There are six key areas where internal audit can play a crucial role in an organization’s M&A life cycle:
Internal audit should act as advisor to the program management team.
- Strategy. An organization may have a target in its sights, but before it makes a move, internal audit should assess the corporate strategy process, assess the risks to the organization and assess the business case process. This will help the organization determine from the beginning whether the acquisition target aligns with the organization’s corporate growth strategy.
- Due diligence. During the due diligence process, internal audit can assess the valuation process, the risks and internal control environment, corporate governance and the synergy validation process. These assessments will enable the organization to determine whether the price is right, to provide early insights on any risk or control issues that may be lurking beneath the financial statements and to uncover what kind of synergies the acquisition target offers to improve the buyer’s return on investment.
- Deal approval and close. Before the organization signs on the dotted line, internal audit can review the deal approval process to confirm that short- and long-term goals are defined before the deal closes. Internal audit can also assess and monitor the valuation process leading up to the close to determine the possible impact of any changes in the risk and control environment, changes in anticipated synergies or changes in key personnel.
- Integration. Internal audit should be part of the integration team representing the internal audit function to promote the use of leading practices throughout the integration. Internal audit should assess the integration design and planning processes, integration project management, and integration execution to help mitigate transaction risk and “value leakage” through the integration life cycle.
- Transaction value assessment. As an independent party, internal audit should lead a company’s effort to conduct a look-back review of each significant acquisition.

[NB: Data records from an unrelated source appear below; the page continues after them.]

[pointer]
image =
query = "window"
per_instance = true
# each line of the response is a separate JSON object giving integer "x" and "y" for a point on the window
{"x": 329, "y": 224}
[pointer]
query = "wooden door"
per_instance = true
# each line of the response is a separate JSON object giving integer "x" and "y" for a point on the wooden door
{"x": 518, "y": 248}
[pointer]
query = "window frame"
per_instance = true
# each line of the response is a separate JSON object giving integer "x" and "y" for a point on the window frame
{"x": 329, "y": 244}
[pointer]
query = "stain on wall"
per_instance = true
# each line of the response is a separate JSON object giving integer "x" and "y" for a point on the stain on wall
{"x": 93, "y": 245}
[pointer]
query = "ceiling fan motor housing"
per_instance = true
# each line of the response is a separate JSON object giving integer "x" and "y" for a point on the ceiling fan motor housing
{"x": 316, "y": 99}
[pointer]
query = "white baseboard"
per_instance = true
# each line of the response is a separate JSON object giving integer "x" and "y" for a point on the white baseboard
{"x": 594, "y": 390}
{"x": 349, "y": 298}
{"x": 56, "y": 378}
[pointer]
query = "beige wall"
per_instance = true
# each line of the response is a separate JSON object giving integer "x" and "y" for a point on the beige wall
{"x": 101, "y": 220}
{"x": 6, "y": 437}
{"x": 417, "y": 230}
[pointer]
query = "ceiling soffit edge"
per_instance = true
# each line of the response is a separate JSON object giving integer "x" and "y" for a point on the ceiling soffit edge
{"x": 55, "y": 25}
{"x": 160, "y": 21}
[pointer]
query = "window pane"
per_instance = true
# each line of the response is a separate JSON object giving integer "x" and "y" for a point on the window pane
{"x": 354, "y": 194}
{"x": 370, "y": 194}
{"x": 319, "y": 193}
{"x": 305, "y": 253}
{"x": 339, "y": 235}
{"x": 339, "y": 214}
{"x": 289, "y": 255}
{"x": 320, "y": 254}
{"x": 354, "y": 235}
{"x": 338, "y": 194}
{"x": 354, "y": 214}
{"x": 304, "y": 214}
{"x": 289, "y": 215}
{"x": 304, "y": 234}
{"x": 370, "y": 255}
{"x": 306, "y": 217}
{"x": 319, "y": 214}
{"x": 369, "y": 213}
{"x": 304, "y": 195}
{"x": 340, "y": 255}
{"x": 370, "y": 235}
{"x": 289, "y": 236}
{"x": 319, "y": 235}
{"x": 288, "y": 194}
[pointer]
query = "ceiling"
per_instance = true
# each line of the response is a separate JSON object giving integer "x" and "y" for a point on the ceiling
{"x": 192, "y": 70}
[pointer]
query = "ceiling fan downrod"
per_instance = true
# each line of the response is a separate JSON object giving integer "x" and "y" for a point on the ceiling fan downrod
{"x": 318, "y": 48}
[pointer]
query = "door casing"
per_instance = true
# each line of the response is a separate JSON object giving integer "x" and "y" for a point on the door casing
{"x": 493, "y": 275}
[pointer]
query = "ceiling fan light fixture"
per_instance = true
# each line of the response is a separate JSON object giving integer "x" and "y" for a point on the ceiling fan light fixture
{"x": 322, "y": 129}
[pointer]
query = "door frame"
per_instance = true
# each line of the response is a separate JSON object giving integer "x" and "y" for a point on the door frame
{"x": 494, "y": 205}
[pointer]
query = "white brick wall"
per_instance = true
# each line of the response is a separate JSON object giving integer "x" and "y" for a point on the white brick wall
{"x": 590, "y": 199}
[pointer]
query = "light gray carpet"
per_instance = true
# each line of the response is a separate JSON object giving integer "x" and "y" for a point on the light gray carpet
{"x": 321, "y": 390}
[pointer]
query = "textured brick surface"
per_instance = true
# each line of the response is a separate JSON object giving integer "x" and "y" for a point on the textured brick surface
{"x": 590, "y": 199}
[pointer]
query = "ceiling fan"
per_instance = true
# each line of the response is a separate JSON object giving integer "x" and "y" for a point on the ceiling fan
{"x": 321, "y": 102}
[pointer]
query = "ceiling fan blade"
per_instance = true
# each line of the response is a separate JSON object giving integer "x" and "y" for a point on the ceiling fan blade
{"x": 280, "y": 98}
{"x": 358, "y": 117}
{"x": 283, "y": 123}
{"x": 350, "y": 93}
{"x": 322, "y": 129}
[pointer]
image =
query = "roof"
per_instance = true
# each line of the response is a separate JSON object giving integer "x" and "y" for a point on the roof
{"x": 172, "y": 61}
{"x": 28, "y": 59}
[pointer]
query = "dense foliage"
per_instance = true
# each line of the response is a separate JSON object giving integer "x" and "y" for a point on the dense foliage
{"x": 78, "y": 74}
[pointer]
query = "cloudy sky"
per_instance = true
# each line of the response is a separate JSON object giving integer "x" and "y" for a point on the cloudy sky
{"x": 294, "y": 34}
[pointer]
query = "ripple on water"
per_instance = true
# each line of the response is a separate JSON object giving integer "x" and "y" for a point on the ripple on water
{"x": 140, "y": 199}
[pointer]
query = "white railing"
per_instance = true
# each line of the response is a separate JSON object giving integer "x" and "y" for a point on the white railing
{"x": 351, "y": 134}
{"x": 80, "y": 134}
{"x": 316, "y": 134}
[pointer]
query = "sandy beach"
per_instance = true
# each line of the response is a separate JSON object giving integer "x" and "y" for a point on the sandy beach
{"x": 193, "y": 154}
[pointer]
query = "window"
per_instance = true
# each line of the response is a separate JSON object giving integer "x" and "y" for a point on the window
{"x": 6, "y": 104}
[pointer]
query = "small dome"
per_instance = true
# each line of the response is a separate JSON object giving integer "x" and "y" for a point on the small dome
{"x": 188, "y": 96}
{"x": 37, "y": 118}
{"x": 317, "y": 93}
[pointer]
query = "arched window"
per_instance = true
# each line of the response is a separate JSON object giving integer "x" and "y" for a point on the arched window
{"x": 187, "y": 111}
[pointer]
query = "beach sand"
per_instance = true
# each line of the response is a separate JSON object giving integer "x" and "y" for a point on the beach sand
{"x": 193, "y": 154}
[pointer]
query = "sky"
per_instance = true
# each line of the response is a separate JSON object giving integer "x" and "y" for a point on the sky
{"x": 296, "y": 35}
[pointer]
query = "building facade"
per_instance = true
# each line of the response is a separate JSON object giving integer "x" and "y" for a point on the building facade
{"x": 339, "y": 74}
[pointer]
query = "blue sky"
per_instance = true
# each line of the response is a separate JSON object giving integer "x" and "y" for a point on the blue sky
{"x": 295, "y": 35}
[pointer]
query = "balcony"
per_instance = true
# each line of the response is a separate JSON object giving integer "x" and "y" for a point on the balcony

Internal audit should conduct these reviews 18 to 24 months after integration and focus on realized value and the associated root causes that resulted in exceeding or falling short of transaction expectations.
- M&A program management. Throughout the M&A process, internal audit should form a part of the program management team so that it can assess and monitor program management activities and provide key insights. Internal audit can also audit program management activities to highlight process gaps and areas of future improvements.